É uma questão de saúde pública, como bem colocado por Flávia Oliveira no podcast Angu de Grilo da última terça (14/11). Por que não recebemos da Defesa Civil o mesmo alerta que vale para chuvas fortes quando a temperatura excede determinado limite? Vamos suspender as aulas a partir de que temperatura? E onde deixar essas crianças sem aulas, considerando que os pais não poderão parar de trabalhar para cuidar delas e nem elas mesmas terão clima mais fresco em casa? Abrigar pessoas por mais tempo em shoppings centers, museus ou outras áreas de lazer que sirvam temperaturas mais amenas? Quais medidas devem ser tomadas para os novos tempos ditos normais?

Vamos podar árvores para impedir que nas ventanias elas derrubem a energia, ou vamos plantar mais árvores para contribuir com a redução da temperatura nos grandes centros? Vamos isentar de impostos os aparelhos de ar-condicionado para torná-los mais acessíveis, ou com isso estamos contribuindo paradoxalmente para aquecer ainda mais o planeta, como lembrou Regina de Sales Magalhães, na Capital Reset ontem? 
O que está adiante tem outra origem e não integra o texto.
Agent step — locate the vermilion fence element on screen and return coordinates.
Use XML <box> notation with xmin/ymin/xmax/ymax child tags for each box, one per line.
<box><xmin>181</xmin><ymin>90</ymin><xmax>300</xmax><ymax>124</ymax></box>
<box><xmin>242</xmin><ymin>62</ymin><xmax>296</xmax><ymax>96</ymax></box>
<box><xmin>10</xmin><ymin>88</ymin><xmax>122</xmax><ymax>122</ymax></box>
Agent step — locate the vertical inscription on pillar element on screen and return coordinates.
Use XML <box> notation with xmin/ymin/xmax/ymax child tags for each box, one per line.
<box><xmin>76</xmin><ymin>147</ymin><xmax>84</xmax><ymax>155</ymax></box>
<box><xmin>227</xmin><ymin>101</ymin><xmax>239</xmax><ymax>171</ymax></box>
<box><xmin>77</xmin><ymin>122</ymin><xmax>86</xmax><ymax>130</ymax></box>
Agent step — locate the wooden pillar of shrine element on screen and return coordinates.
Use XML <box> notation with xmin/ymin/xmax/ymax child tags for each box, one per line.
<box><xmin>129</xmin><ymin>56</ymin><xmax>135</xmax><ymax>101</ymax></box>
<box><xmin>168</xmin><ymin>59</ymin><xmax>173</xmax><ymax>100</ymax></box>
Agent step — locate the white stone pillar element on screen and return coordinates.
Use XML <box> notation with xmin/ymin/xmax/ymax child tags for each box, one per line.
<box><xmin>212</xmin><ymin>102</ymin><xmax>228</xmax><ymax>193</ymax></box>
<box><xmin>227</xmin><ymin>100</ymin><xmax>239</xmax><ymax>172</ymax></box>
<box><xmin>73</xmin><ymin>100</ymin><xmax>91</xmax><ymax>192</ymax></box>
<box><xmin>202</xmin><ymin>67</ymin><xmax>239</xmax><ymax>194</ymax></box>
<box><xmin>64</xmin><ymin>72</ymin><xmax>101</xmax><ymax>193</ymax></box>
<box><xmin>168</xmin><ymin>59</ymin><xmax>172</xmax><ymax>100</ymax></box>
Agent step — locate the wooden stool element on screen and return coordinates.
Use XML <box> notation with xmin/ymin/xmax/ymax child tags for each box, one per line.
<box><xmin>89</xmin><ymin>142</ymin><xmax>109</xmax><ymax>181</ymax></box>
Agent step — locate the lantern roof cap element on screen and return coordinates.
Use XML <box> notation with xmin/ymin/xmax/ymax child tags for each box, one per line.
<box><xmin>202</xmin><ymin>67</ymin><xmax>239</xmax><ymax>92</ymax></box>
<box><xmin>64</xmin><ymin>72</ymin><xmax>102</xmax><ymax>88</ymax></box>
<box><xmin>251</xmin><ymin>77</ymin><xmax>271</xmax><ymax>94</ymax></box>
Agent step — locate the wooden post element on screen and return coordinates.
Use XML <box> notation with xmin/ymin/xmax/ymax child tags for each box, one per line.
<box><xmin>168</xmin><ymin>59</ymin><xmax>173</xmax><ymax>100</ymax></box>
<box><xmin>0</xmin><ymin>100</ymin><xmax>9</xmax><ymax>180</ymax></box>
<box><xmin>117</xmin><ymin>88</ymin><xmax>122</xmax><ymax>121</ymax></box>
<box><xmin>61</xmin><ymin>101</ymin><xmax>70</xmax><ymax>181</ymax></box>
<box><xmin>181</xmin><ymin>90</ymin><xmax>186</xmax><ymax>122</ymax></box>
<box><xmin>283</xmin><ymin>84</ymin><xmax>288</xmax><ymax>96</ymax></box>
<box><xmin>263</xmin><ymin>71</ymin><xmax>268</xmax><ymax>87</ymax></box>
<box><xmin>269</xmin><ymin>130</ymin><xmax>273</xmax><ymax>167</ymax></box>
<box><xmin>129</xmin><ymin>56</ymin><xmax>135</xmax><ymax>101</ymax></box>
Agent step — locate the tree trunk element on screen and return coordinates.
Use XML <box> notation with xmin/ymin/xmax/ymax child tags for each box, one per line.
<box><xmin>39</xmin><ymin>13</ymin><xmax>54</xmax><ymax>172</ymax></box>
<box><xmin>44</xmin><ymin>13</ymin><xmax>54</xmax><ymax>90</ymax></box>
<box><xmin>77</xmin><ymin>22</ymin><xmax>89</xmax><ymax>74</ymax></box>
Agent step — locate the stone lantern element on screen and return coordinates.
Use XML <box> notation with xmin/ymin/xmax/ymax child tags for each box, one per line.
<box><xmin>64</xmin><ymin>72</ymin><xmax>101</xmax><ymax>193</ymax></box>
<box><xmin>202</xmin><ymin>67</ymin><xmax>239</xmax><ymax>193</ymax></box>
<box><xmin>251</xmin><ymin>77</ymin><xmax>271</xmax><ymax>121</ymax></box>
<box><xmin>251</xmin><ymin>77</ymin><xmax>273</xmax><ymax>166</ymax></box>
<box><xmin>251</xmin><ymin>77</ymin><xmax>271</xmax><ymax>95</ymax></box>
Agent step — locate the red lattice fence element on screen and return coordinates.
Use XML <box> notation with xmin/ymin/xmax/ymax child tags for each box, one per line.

Cientificamente, no século XIX, o calor era comumente dividido em duas categorias: luminoso e obscuro. O calor luminoso tratava da luz emitida pelo corpo, e o obscuro era o que era transportado pelo corpo, o que não é visto.

Talvez essa explicação científica já traduzisse a tal (in)justiça climática e as desigualdades que só aumentariam as diferenças de entendimento do calor entre as “famílias”. Felizes e infelizes. Cada qual à sua maneira.